Forty eight years ago today, some 600 civil rights marchers headed east out of Selma, Alabama toward Montgomery. The demonstrators only made it six blocks to the Edmond Pettus Bridge before they were confronted by state and local police carrying billy clubs and tear gas for what infamously became known as "Bloody Sunday."
At the time, Alabama governor George Wallace--known for his declaration of "segregation now, segregation tomorrow and segregation forever,"-- ordered the march to be stopped on grounds of public safety. Wallace's strong words and actions have left a dark stain of bigotry and discrimination on his family's legacy--one his daughter, Peggy Kennedy Wallace is looking to change.
Today, Kennedy Wallace, who is writing a book about the impact her father's politics had on his family, has walked across Edmond Pettus Bridge hand in hand with Congressman John Lewis.
"I told him, 'I've crossed many bridges in my life, and I'll cross many, many more.
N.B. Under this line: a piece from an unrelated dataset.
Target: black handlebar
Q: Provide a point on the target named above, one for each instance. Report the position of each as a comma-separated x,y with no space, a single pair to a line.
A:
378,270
But the most important bridge I'll ever cross in my life is the one I crossed with you,' in 2009," she said.
Lewis, who was recently moved to tears when an Alabama police chief apologized for failing to protect the Freedom Riders during a trip to Montgomery, was badly beaten on the bridge that fateful day.
It's the same sort of growth that Kennedy Wallace says she's aiming to achieve for her family, herself and others.
"I just would like for my children to not remember where my father stood, but where I am standing now."